Finally, a CEQA case about rodeos.

In a recent case decided by the Third District Court of Appeal the court upheld the use of a CEQA exemption for a proposed rodeo at a county fairground despite claims it would pollute a nearby creek. Citizens for Environmental Responsibility v. State of California ex rel. – 14th Dist. Agricultural Association (No. C070836).

Since 1941, various events, including equestrian and livestock shows and the annual county fair took place at the fairground. Given all these animal-related events, the fairground found itself with a fair amount of left over manure, and, beginning in the 1960s, developed practices to collect and remove the manure. These practices were formalized in a manure management plan, written in 2010.

In 2011, Stars of Justice proposed a two-day rodeo at the Santa Cruz County fairground. The 14th Agricultural District, which administers the fairground, found the project exempt from CEQA under the Class 23 Categorical Exemption—an exemption that applies to “normal operations of existing facilities for public gatherings for which the facilities were designed, where there is a past history of the facility being used for the same or similar kind of purpose.”

In granting the exemption, the District noted the long history of similar activities at the fairground. The facility included equestrian/livestock arenas and barns, most of which were constructed in 1941. The existing equestrian facilities had been in existence for at least 50 years, and on average, the fairground sponsored two to four equestrian livestock shows per month for the past 25 to 30 years. In the late 1970s, the fairground hosted at least eight annual rodeos.
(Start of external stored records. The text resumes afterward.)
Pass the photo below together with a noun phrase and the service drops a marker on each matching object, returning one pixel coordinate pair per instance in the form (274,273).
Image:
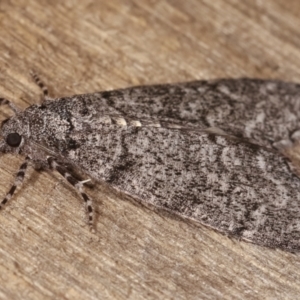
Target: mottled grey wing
(265,111)
(235,187)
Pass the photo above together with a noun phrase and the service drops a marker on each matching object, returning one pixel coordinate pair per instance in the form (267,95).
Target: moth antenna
(12,106)
(77,185)
(18,182)
(40,83)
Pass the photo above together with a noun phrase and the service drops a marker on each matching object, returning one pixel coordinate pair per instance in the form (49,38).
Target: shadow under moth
(209,151)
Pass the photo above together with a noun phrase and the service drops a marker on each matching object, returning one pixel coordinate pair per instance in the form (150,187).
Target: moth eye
(13,139)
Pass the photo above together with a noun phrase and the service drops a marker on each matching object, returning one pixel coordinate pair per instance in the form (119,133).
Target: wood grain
(46,250)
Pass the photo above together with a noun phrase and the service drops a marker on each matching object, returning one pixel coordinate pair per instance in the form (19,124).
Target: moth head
(13,136)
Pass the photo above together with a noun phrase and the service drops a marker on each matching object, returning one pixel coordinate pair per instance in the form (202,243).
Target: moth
(209,151)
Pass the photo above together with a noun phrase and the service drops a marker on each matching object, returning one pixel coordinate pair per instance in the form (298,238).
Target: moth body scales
(205,150)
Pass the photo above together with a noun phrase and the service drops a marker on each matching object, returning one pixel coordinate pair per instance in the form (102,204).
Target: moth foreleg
(38,81)
(77,185)
(18,182)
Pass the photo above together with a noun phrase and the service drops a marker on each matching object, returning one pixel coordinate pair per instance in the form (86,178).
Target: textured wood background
(46,249)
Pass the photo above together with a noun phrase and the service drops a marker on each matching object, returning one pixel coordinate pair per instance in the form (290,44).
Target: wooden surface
(46,249)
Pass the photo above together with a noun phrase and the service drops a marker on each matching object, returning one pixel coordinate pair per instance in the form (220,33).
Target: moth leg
(38,81)
(77,185)
(12,106)
(18,182)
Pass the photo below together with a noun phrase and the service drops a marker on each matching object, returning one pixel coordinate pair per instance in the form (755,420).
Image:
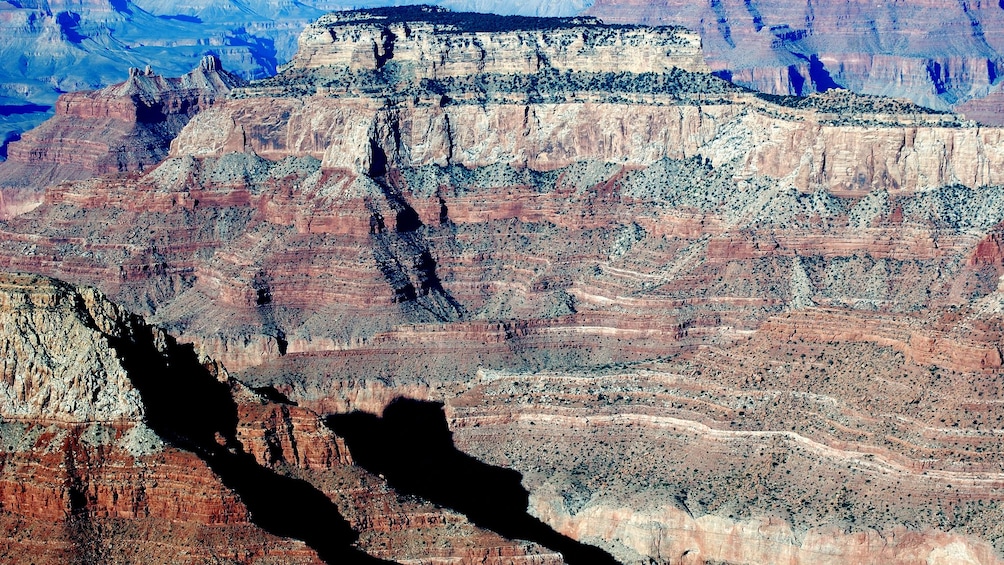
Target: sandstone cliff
(934,52)
(127,126)
(119,447)
(698,312)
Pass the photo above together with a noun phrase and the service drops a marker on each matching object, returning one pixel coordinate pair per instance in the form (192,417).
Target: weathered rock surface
(112,455)
(937,53)
(711,326)
(127,126)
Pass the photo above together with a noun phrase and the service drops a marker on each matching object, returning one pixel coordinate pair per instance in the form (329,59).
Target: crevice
(187,406)
(412,447)
(406,260)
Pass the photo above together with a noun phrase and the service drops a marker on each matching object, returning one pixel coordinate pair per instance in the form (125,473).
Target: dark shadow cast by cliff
(413,448)
(190,408)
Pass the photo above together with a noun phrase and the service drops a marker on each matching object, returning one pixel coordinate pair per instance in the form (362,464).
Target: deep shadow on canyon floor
(191,409)
(412,447)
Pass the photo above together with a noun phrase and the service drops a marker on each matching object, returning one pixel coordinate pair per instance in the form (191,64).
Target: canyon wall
(936,53)
(119,446)
(126,126)
(700,324)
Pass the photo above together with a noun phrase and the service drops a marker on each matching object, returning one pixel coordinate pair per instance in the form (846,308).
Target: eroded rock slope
(703,324)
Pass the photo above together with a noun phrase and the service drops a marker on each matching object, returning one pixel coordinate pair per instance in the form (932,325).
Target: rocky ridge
(126,126)
(936,53)
(118,446)
(345,242)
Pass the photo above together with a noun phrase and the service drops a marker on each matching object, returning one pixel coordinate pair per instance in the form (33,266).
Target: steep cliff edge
(936,53)
(126,126)
(623,255)
(120,447)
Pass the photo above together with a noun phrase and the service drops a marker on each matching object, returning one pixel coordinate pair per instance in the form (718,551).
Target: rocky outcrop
(636,462)
(769,329)
(935,53)
(437,43)
(806,148)
(123,127)
(118,456)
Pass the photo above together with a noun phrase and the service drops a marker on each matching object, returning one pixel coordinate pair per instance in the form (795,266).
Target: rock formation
(705,325)
(118,446)
(127,126)
(936,53)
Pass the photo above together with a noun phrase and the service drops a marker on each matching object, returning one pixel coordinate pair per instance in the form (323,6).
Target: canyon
(674,320)
(941,54)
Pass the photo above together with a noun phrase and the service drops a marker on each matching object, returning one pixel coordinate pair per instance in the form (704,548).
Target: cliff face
(449,44)
(119,447)
(127,126)
(936,53)
(697,312)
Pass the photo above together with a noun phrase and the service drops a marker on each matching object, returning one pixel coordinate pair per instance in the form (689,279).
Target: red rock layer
(934,52)
(73,494)
(126,126)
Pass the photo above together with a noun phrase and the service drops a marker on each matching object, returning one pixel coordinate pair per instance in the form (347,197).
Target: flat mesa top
(469,22)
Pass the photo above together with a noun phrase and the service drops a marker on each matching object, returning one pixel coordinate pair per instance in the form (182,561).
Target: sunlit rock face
(703,324)
(119,446)
(937,53)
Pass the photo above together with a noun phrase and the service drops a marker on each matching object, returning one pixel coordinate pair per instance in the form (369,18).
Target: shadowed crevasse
(189,407)
(412,447)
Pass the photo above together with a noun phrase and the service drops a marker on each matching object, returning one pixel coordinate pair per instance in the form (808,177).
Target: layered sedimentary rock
(127,126)
(84,478)
(619,253)
(936,53)
(119,447)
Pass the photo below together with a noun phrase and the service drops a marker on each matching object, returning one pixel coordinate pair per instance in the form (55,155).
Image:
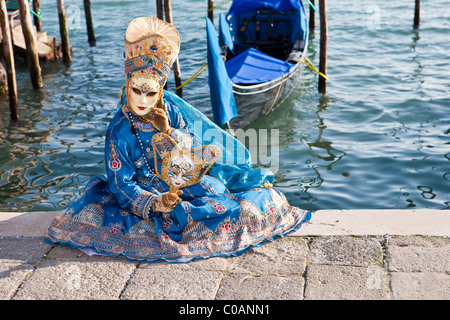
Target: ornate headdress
(151,47)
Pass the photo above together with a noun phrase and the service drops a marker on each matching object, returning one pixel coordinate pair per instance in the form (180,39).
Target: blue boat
(253,61)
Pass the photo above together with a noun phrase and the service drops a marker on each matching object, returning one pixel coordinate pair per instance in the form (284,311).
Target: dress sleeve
(180,131)
(121,174)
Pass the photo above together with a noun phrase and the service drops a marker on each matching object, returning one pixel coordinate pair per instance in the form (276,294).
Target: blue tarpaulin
(220,86)
(253,21)
(253,66)
(241,6)
(225,37)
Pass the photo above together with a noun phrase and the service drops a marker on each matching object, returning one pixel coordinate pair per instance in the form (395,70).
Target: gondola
(254,60)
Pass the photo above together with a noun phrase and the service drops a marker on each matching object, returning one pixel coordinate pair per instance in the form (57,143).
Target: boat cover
(253,66)
(220,86)
(291,11)
(241,6)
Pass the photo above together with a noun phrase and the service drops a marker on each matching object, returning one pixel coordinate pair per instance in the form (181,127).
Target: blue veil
(234,168)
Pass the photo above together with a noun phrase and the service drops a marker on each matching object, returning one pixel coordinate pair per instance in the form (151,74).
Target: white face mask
(181,170)
(144,94)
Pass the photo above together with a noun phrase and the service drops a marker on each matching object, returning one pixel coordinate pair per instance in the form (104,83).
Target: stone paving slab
(325,282)
(267,287)
(420,286)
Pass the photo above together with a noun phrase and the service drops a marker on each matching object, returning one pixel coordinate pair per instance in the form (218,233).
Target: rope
(13,5)
(195,75)
(219,5)
(309,64)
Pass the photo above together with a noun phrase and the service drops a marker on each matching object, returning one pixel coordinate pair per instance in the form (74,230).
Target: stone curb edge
(426,222)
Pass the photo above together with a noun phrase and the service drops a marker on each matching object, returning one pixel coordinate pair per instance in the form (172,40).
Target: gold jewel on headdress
(151,47)
(194,162)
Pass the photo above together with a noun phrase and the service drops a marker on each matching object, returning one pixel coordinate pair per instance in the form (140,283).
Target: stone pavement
(306,265)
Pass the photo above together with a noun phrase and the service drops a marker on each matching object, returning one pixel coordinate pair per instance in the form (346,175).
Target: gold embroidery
(194,163)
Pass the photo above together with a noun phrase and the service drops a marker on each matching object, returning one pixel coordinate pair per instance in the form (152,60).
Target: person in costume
(177,187)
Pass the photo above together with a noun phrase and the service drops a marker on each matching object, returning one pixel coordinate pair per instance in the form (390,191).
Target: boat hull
(254,101)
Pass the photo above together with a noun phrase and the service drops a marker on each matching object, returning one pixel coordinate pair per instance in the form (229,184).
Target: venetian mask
(143,94)
(180,170)
(178,167)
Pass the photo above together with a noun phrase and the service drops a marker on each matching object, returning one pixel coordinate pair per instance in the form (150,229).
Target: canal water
(379,138)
The District also noted that the rodeo would utilize existing facilities and no construction or physical alternations of the grounds were proposed. Manure would be dealt with as described in the previously adopted manure management plan.

Plaintiffs challenged the exemption on two grounds, first, the manure management plan was mitigation which precluded the use of an exemption, and second, the unusual circumstances exception applied.
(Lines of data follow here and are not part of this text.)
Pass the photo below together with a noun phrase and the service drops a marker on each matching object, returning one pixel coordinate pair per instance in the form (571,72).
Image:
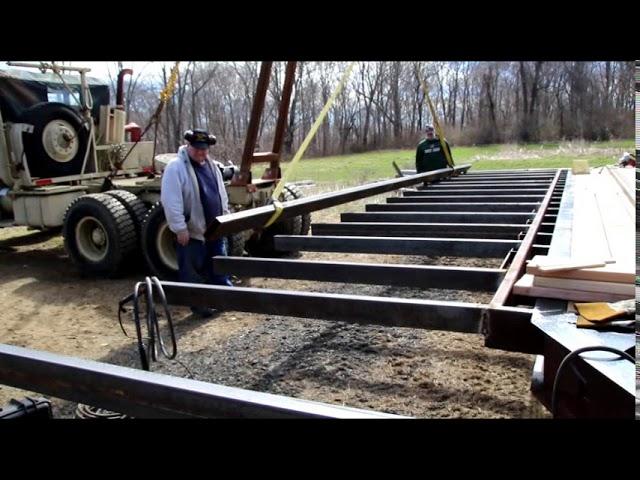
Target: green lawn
(370,166)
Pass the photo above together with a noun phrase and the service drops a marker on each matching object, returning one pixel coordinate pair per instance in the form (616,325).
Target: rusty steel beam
(451,207)
(461,190)
(258,217)
(385,311)
(518,264)
(436,217)
(143,394)
(415,196)
(417,276)
(455,247)
(455,230)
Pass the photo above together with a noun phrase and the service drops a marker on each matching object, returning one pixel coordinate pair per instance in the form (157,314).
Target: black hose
(571,356)
(150,353)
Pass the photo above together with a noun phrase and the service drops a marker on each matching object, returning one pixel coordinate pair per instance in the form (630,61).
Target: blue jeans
(195,262)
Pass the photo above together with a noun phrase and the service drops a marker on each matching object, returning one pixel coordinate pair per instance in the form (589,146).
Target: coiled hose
(149,289)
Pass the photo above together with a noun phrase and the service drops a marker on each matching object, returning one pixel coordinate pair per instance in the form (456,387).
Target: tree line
(383,104)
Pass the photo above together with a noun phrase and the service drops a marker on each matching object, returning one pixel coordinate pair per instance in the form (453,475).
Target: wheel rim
(60,140)
(92,239)
(165,245)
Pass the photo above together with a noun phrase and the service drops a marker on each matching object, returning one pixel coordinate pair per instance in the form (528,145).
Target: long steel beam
(385,311)
(453,190)
(436,217)
(516,269)
(386,229)
(397,245)
(417,276)
(485,178)
(451,207)
(143,394)
(257,217)
(484,185)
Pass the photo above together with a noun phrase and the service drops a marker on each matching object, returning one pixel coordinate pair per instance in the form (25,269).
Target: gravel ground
(428,374)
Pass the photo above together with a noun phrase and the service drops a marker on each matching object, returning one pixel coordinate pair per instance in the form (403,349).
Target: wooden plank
(627,289)
(525,287)
(608,273)
(603,221)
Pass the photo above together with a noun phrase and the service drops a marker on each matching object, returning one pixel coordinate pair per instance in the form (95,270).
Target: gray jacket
(180,196)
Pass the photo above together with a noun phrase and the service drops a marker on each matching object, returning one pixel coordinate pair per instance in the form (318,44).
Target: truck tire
(263,245)
(159,244)
(58,143)
(136,208)
(305,219)
(99,234)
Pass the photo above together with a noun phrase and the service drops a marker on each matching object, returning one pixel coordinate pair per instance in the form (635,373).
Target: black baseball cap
(199,138)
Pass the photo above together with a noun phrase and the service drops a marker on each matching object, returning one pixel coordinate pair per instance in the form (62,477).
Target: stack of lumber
(565,279)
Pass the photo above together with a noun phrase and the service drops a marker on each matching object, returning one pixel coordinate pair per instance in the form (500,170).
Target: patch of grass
(370,166)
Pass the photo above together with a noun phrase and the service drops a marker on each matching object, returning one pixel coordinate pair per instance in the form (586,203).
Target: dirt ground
(47,305)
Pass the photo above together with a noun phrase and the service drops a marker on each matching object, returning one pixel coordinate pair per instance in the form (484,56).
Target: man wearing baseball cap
(193,195)
(429,154)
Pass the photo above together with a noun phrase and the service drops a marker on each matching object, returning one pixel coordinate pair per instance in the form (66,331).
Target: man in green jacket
(429,154)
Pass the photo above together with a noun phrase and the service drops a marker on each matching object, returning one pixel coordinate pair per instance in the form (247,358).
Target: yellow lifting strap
(303,147)
(436,124)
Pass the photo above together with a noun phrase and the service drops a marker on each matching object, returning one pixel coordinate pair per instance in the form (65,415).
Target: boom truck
(69,160)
Manure management was part of the normal operations of the fairground.

The court disposed of the mitigation argument. The manure management plan was not a new measure proposed for or necessitated by the rodeo project. Rather, it was a preexisting measure previously implemented to address a concern which had been formalized in writing before the rodeo project was even proposed. Therefore, the court concluded, the manure management plan was part of the ongoing “normal operations” of the fairground and not a mitigation measure of the project.

There was nothing unusual about the rodeo.
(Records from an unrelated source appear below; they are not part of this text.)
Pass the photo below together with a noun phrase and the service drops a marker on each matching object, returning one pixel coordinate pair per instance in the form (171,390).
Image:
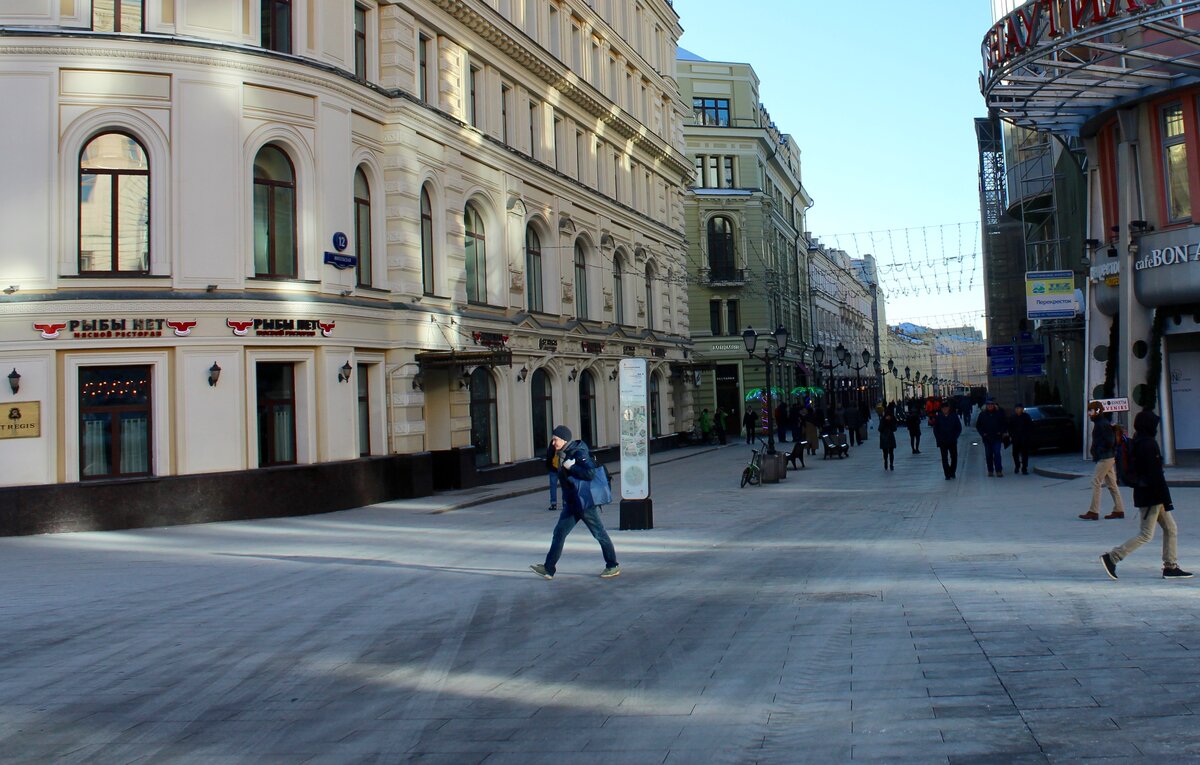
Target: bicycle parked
(753,473)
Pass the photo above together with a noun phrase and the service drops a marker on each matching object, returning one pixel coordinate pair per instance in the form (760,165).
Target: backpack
(1123,452)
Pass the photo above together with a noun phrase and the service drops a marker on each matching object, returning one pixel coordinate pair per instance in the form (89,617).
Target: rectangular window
(559,139)
(364,410)
(276,20)
(423,67)
(275,386)
(114,421)
(505,110)
(1175,164)
(712,112)
(473,96)
(533,130)
(117,16)
(556,31)
(360,42)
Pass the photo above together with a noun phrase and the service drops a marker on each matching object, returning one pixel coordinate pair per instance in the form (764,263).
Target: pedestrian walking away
(575,469)
(1020,429)
(912,421)
(947,428)
(1104,453)
(1152,499)
(888,438)
(552,471)
(991,425)
(750,422)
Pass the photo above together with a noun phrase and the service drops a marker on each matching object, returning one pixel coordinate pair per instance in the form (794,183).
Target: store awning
(457,359)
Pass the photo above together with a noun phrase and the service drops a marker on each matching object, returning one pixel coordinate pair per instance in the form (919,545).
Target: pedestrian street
(843,615)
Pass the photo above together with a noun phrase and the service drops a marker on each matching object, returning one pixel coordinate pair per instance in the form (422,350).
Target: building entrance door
(729,391)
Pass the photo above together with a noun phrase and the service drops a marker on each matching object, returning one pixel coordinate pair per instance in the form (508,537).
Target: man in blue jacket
(575,469)
(993,423)
(947,429)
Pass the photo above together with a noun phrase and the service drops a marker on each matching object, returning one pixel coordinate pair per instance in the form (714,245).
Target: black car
(1053,428)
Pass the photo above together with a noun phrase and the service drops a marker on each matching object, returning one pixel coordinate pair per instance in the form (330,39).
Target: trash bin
(774,468)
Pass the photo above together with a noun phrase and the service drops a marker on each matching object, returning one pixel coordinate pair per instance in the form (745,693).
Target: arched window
(655,409)
(543,398)
(588,408)
(651,285)
(533,270)
(114,206)
(581,281)
(426,242)
(276,22)
(477,255)
(484,434)
(721,257)
(275,214)
(363,227)
(618,290)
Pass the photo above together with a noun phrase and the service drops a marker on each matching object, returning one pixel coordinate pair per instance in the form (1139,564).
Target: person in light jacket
(1153,500)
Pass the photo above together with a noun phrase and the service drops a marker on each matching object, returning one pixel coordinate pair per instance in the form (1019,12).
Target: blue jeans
(991,453)
(567,520)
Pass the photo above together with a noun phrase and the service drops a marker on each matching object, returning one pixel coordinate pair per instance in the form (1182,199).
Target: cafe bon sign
(1039,22)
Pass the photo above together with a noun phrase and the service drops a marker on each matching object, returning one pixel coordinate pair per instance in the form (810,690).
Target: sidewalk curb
(522,492)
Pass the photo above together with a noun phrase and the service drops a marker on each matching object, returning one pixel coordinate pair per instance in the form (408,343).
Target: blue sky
(881,96)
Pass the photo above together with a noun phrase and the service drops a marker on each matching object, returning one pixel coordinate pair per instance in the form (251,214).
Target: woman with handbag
(576,471)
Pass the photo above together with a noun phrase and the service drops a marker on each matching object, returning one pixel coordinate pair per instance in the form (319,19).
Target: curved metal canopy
(1056,78)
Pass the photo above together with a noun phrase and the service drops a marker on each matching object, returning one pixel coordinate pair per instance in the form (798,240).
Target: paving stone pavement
(843,615)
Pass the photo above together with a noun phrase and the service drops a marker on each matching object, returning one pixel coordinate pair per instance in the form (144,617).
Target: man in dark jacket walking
(1104,453)
(991,426)
(1153,500)
(575,467)
(947,428)
(1020,431)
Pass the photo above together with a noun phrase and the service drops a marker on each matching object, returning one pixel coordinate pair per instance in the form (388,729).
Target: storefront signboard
(1050,295)
(635,443)
(23,421)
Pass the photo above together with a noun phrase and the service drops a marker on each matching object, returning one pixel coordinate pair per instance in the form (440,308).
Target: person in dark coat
(1020,431)
(750,422)
(947,429)
(991,423)
(912,421)
(888,438)
(1152,499)
(576,468)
The court next concluded that the plaintiffs had failed to show that the rodeo did not present any unusual circumstances. As a result, the court found that the exception which precludes an exemption when significant impacts will occur due to unusual circumstances was inapplicable. The court stressed that the unusual circumstances inquiry is exemption-and facility-specific:

When determining whether the circumstances of the project differ from the general circumstances covered by the Class 23 Categorical exemption for the normal operations of a public gathering facility, it is appropriate to look at the facility’s other projects, i.e. events or operations that comprise the normal operations of that facility and compare those circumstances against those presented by the proposed project.

The court rejected the plaintiffs’ assertion that the court must compare the circumstances presented by a proposed project to all public gathering facilities in general. This is because the Class 23 exemption, unlike other exemptions, concerns the activities that are “normal operations” of a public gathering facility, and the focus, therefore, should be on the activities that make up a facility’s normal operations.

The court also defined criteria for that would show an activity presents unusual circumstances under the Class 23 exemption:

  • the project proposes a significant change in operation to distinguish the project from normal operations
  • unusual environmental risks are presented by the proposed project
  • the project is consistent with the surrounding zoning and land uses
  • the scope and size of the project are dissimilar from other projects at the facility.

The court found that under each of these criteria, that there was nothing to suggest anything unusual compared to the facility’s past activities.